言乘月孝期不便露面,便时常同闻人景一起编撰太明书院的教材,言乘月很是好奇闻人景从哪里来的那么多的奇思妙想,但是每每交流过后,又总是叫她受益匪浅,她将这些想法落在文字上,以时下人们更容易接受的方式编撰成书,并且从中找到了极大的乐趣。
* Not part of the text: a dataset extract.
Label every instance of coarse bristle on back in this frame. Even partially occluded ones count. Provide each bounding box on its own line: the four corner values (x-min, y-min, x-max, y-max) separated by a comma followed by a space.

言乘月跟宗淮的婚事,也因着言乘月突然守孝而搁置,满京城的名门闺秀中,承德帝最满意的太子妃人选就是言乘月,因此虽然耽搁了婚事,但他却并没有更换太子妃的想法,在宗淮及冠之后,指了两名贵女入东宫为良娣,算是默许了婚事的推迟。
而此时的边关,宗凛刚刚结束一场跟北燕部落的小规模战争,同将士们一起进了营帐。
承德帝让他来边关历练,就是真的历练,没什么特殊待遇,即便是身为皇子,也得从小兵做起,跟将士们同吃同住。
边关苦寒,朝中国库空虚,粮草一向不及时,眼看要入冬,将士们别说棉衣,连饱饭都很久没吃过了,很多时候都要靠着去山上打野祭来维持,但入冬之后,连猎物都少见。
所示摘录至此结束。